- Underwood
- Coordinates: 41°17′34″S 147°12′18″E﻿ / ﻿41.2928°S 147.2051°E
- Population: 391 (SAL 2021)
- Postcode(s): 7268
- Location: 22 km (14 mi) NE of Launceston
- LGA(s): Launceston
- Region: Northern Tasmania
- State electorate(s): Bass
- Federal division(s): Bass
Localities around Underwood:
| Karoola | Lilydale | Lisle |
| Turners Marsh | Underwood | Patersonia |
| Rocherlea | Rocherlea | Nunamara |

= Underwood, Tasmania =

Underwood is a rural locality and town in the local government area of Launceston, in the Northern region of Tasmania. It is located about 22 km north-east of the city of Launceston.

==History==
The area was first settled in 1854, and by the 1860s a village named Underwood existed. The locality was gazetted in 1963.

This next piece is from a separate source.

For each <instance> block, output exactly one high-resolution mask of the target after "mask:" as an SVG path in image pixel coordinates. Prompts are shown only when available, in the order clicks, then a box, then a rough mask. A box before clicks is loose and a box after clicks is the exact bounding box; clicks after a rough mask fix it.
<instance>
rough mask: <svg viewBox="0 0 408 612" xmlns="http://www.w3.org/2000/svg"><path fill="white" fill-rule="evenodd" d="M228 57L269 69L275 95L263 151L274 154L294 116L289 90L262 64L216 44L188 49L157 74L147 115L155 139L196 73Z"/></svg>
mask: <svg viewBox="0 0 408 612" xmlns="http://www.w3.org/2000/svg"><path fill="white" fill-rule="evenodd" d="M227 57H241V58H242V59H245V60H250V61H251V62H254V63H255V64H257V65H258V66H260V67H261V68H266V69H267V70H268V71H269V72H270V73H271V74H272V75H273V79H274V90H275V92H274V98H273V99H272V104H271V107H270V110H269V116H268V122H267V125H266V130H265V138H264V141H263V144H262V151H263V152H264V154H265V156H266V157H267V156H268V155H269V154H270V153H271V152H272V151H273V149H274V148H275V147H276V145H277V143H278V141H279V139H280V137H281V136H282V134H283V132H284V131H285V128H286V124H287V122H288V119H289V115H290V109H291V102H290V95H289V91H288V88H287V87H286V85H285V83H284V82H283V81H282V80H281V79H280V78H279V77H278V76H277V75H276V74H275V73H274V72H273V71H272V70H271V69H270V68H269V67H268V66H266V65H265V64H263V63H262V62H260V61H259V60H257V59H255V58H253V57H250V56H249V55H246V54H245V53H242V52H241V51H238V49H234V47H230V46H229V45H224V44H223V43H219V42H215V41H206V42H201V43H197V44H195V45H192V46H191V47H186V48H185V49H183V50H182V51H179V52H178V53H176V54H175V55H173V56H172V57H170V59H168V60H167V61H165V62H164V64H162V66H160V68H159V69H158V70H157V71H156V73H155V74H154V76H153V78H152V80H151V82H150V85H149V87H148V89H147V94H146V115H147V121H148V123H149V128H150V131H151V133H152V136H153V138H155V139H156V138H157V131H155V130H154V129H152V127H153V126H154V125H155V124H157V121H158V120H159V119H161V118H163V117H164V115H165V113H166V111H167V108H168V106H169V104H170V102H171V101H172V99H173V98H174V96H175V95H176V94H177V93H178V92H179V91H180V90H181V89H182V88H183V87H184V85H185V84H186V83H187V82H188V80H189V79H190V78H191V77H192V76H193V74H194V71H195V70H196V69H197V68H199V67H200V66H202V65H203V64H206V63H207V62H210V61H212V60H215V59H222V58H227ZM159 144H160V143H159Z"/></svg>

The 2016 census determined a population of 363 for the state suburb of Underwood. At the 2021 census, its population had grown to 391.

==Geography==
Pipers River rises in the north-east and flows through to the north-west.

==Road infrastructure==
The B81 route (Lilydale Road) enters from the south-west and runs through to the north before exiting. Route B83 (Pipers River Road) starts at an intersection with B81 in the south-west corner and exits to the north. Route C823 (Underwood Road / Brown Mountain Road) starts at an intersection with B81 and runs north-west through the village of Underwood before exiting. Route C824 (Prossers Road) starts at an intersection with B81 and exits to the south-east.